Over the past few weeks, whenever I opened friends' or contacts' WeChat "Moments", which is a stream of latest personal updates and interesting shares, I noticed Wang Zheng's account always sported a new look. He publicized new businesses like gym, library, and dining services.

Well, Wang is the owner and general manager of MianyangZhonghuan Culture Communications, which owns eight cinemas and manages 22 others across China.

Until he started to highlight the firm's new businesses, Wang was busy during the first several months of this year posting long messages, sometimes five times a day, questioning why cinemas can't re-open even as the government eased restrictions on business resumption, to support the post-COVID economic recovery. He would showcase new equipment at his cinemas, the main source of his firm's revenue.

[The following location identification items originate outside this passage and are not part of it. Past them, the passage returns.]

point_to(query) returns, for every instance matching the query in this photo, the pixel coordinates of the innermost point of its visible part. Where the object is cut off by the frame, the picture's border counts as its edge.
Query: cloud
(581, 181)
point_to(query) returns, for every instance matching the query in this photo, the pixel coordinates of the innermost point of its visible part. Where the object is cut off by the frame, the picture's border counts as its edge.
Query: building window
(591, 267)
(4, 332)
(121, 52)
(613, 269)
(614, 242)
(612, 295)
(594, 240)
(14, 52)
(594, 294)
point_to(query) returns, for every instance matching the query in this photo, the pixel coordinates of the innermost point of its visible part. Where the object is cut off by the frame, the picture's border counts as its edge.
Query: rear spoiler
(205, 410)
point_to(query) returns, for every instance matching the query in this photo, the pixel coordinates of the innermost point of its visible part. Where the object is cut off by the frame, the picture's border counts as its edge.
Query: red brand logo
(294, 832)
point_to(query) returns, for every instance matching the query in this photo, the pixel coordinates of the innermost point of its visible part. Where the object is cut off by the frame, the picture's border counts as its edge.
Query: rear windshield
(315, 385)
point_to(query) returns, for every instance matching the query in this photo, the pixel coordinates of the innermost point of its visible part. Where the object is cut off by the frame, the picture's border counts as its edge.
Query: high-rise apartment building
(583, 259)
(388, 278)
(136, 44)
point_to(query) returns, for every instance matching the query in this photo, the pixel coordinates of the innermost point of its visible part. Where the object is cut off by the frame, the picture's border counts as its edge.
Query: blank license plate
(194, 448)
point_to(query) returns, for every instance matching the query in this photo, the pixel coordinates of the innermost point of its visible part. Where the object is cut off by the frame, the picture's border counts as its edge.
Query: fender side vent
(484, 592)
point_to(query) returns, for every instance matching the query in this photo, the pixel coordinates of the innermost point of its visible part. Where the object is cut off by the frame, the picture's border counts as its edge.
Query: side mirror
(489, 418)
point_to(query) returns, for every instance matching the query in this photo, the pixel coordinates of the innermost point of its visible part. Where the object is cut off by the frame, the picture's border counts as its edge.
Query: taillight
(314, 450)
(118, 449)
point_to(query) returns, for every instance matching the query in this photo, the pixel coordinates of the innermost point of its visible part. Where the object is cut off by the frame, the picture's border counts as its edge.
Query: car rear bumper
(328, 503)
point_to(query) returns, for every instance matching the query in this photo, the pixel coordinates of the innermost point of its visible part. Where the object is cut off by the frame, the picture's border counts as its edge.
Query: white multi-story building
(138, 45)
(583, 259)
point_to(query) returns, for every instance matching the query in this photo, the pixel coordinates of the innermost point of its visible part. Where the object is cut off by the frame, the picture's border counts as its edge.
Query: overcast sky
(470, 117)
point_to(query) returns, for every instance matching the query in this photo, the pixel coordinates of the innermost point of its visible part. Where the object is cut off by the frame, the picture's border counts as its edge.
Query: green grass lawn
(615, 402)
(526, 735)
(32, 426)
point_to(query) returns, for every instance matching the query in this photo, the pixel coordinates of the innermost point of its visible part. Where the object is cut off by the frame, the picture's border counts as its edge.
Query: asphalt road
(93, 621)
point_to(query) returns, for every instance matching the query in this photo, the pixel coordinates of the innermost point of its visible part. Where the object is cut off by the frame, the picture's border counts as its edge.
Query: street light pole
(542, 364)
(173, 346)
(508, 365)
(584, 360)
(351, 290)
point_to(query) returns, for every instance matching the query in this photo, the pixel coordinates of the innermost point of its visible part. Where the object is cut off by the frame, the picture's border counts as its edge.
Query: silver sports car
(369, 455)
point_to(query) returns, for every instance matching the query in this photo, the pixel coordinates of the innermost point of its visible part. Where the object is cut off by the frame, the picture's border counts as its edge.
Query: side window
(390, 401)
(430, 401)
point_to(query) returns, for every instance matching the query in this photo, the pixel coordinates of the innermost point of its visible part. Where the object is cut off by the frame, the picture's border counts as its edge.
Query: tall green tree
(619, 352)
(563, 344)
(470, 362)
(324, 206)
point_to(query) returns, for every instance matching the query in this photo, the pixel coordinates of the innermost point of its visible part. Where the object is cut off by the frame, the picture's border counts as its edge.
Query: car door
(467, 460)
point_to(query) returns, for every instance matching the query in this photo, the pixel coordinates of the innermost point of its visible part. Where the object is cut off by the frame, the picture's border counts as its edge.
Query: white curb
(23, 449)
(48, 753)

As the epidemic's impact continued to trouble the industry, Wang started to bet heavily on his side-businesses like a gym and a library. He opened new business lines like livestreaming and online shopping.

"Cinema operators should step up efforts to find ways to make up for their loss … everything will become better if we stick to it… although cinemas are not allowed to re-open, we can still carry on holding other activities," Wang wrote in his recent WeChat posts.

"Instead of simply waiting for policies that allow cinemas to re-open, I suggest operators should start side-businesses and make them as profitable as cinemas used to be."

According to a report from the China Film Association, about 40 percent of cinemas in China could go bust due to the pandemic-related fallout. By the end of 2019, there were 12,408 cinemas across the country.

People in the cinema industry had hoped to re-open their businesses whenever lockdown measures were lifted. But the recent cluster outbreak of COVID-19 in Beijing put paid to such hopes and created fears of prolonged mandatory closures.

"It's inevitable that people will be encouraged to avoid social gatherings, considering cases like the sudden cluster outbreak of COVID-19 in Beijing. But I still hope cinema lockdown orders will be lifted. For example, they can be re-opened in some less-risky areas in different batches," Wang said.

Despite his attempts to develop new businesses, revenue from them can cover only the wage bill of his cinemas. Other overheads like rent, facility management and power continue to burn cash.

Wang said cinema companies are now hoping for more supportive policies like tax cuts from the government.

Huang Xinyi, 29, a film production assistant based in Beijing, said she hoped to watch films again in cinemas because the sound and image quality are much better than that on online video-streaming platforms.

But Huang hastened to add she is willing to do so only if cinemas maintain social distancing norms both inside and outside their auditoriums, and carry out strict disinfection measures on their premises.